“哎,大人,我知道你不是真的要杀他,你其实只是想教训教训他对不对,因为他刚才看见你被欺负,还在旁边笑,这种行为真得很不好,不过我看他已经收到教训了,如果你继续掐他的脖子,他真的会死的,请你原谅他吧,”说完自顾自踮着脚尖天真地问那奄奄一息的美人飞鸢,“我说过,让别人流泪的人,自己也会流泪的,幸灾乐祸真的很不好,你现在知道错了吧,如果知道错了,就点点头。”
呼吸困难、脸色紫胀的飞鸢费了九牛二虎之力才勉强点了下头。
“你看你看,他真的知错了,而且你们也有不对的地方,你们对他很不礼貌,说他恶心,又说他是低贱的戏子,死了也没什么,这种话很伤人的,事实上他很漂亮,一点都不恶心的,戏子也一点都不低贱,生命也跟你们一样宝贵。

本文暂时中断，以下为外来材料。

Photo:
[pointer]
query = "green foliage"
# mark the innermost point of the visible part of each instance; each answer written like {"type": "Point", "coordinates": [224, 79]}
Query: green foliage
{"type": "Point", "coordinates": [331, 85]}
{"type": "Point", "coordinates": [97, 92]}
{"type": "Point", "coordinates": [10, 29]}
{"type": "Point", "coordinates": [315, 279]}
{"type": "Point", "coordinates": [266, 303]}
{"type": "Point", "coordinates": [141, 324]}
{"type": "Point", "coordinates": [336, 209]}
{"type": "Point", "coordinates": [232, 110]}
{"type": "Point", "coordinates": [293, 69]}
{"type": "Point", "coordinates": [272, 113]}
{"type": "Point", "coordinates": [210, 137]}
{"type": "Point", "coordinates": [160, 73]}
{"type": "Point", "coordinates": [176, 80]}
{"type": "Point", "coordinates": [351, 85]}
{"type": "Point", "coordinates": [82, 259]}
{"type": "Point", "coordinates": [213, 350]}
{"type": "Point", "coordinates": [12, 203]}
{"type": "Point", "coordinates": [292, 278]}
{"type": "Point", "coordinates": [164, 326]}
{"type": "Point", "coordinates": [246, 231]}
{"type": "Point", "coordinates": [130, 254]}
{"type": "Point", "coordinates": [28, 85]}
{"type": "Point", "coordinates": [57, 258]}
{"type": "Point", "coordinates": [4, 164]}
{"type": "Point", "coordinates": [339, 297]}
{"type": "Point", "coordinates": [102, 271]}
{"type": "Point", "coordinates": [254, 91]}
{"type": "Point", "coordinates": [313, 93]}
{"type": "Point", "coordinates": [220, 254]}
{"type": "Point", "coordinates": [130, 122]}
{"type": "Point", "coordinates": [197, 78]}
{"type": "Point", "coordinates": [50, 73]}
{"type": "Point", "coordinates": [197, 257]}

所以大家扯平了不是吗?你就别再掐他的脖子了。好吗?好吗?”
她这边厢仰着脸认真同大人商量事情,大眼一闪一闪有如天上星。那边厢马服已气到无力了。
又是这个孩子?!怎么就学不乖呢?!教训完侯爷,又对着小少爷大放厥词,她是真的活腻了吗?完了,我一定是被她气糊涂了,居然看见小少爷在笑——
小少爷在笑?
他真的在笑?!
马服使劲眨眨眼,猛摇自己的头部,定睛一看——
不是幻觉,小少爷真的笑啊!天下奇闻,真是天下奇闻啊!他这样想着,不由松开对侯爷的钳制,但侯爷却没有冲上去接就没人,反而呆呆问道:
“喂,阿服,我没看走眼吧,守业那个冷血的小子,他现在算是在笑吗?”
原来受惊的不只是马服一个人,连侯爷也张大了嘴直犯傻,千烨的大眼睛更是张得比铜铃还大。